Inchiostro tatuaggi, alcune particelle arrivano alle ghiandole

Tramite una scoperta scientifica sull’inchiostro tatuaggi, pubblicata su Scientific Reports, è stato dimostrato come i pigmenti e le altre particelle che fanno parte dell’inchiostro utilizzato per i tatuaggi si discostino da esso e circolino all’interno del corpo umano.

Le micro particelle nell’inchiostro tatuaggi

La ricerca è stata effettuata a Grenoble, in Francia, utilizzando l’European Synchrotron Radiation Facility, ovvero i microscopi più efficienti in Europa, con i quali sono stati individuate delle micro particelle colorate che si sono depositate su alcuni linfonodi.
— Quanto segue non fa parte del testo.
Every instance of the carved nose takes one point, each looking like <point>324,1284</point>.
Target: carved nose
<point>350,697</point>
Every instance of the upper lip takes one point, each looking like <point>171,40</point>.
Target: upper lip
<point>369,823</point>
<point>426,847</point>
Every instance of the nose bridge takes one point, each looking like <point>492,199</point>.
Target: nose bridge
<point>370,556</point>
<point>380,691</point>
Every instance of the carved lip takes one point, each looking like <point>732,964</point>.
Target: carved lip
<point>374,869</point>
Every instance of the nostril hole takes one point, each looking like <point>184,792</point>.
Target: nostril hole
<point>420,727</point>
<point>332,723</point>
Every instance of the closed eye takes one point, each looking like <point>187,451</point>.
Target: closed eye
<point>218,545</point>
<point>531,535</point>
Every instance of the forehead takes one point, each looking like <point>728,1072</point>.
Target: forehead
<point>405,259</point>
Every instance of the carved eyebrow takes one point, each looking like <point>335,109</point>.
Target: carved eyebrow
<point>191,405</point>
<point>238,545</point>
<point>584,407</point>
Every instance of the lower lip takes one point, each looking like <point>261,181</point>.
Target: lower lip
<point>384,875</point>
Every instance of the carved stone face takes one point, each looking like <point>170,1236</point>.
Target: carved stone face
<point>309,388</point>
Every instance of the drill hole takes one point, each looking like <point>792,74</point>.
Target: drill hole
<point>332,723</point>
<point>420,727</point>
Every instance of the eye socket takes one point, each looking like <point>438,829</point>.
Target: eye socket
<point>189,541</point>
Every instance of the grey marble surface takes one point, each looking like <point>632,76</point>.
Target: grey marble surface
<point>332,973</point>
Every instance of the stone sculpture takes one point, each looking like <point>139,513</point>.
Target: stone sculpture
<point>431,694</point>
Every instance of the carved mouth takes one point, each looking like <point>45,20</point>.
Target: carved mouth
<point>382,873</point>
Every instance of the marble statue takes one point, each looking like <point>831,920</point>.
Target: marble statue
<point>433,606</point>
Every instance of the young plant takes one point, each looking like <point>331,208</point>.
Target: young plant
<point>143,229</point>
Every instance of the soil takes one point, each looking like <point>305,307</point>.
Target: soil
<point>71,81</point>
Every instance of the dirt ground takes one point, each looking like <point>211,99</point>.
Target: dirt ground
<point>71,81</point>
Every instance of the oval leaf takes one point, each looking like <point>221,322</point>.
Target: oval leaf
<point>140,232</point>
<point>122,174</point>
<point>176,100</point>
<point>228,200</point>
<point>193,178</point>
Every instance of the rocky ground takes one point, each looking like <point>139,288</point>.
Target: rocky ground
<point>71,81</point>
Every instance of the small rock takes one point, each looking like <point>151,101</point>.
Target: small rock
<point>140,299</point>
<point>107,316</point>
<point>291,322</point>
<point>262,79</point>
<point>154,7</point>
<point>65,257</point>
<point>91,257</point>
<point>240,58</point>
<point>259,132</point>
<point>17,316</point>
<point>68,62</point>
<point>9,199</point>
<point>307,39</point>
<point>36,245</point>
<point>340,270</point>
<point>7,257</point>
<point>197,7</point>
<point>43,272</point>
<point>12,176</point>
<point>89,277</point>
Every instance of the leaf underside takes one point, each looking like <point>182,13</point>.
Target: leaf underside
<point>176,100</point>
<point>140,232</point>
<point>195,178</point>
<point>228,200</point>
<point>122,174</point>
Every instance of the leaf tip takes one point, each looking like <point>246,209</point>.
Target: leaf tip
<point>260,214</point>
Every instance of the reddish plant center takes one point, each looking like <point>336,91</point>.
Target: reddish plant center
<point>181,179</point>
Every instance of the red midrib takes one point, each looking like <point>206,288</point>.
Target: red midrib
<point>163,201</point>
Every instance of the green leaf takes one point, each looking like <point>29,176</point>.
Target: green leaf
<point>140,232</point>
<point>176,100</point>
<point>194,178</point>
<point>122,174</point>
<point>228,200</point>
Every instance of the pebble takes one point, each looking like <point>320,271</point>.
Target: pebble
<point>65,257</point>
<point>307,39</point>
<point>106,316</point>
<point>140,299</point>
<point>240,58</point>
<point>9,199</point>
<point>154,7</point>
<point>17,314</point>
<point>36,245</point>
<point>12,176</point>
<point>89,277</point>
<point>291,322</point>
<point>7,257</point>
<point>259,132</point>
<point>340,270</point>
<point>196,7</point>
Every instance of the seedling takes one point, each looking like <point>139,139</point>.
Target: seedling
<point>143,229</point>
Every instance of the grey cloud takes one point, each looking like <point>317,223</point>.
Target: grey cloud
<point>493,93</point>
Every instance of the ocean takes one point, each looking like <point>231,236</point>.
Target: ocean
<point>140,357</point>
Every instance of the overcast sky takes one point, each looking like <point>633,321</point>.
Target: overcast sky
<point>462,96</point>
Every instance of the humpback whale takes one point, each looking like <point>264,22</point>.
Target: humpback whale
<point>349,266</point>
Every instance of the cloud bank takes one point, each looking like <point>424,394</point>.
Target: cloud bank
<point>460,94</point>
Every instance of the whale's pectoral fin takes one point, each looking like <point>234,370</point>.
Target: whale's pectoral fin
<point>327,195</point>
La novità della scoperta, di un fenomeno di cui si era già parzialmente consapevoli, sta nella profondità con la quale sono state fatte le osservazioni grazie ala potenza dei microscopi.

Le tracce lasciate dall'inchiostro tatuaggi

I rischi e le rassicurazioni sull’inchiostro tatuaggi

Prima di gridare allo scandalo o bandire clave di inutili e pericolosi allarmismi contro l’inchiostro tatuaggi e questa pratica in sé, bisogna ricordare che quella dei tatuaggi è una pratica antica e il problema, eventualmente, non è nel tatuarsi ma nel come ci si tatua.

Fino ad oggi le maggiori attenzioni erano focalizzate sulla sterilità degli aghi utilizzati per i tatuaggi; infatti come spiega uno degli autori della ricerca, Bernhard Hesse: «Sapevamo che i pigmenti dei tatuaggi riescono a raggiungere i linfonodi: questi presentano infatti tracce visibili del colore del “tattoo”. È il modo in cui il corpo prova a ripulire l’area che è stata decorata».

Questo studio vuole sollevare l’attenzione sulla possibilità che anche gli inchiostri possano contenere impurità o che questi possano avere conseguenze finora sconosciute sul corpo umano. Gli inchiostri per i tatuaggi sono, nella maggioranza dei casi, composti da pigmenti organici e conservanti, alcuni dei quali utilizzati anche per creme solari e additivi alimentari. La novità dello studio è nella distinzione e analisi tra micro particelle e nano particelle: sulle prime si conoscevano i comportamenti, sulle seconde meno e sarà su di esse che si continuerà a studiare per capire come queste influenzino o meno le cellule del corpo umano.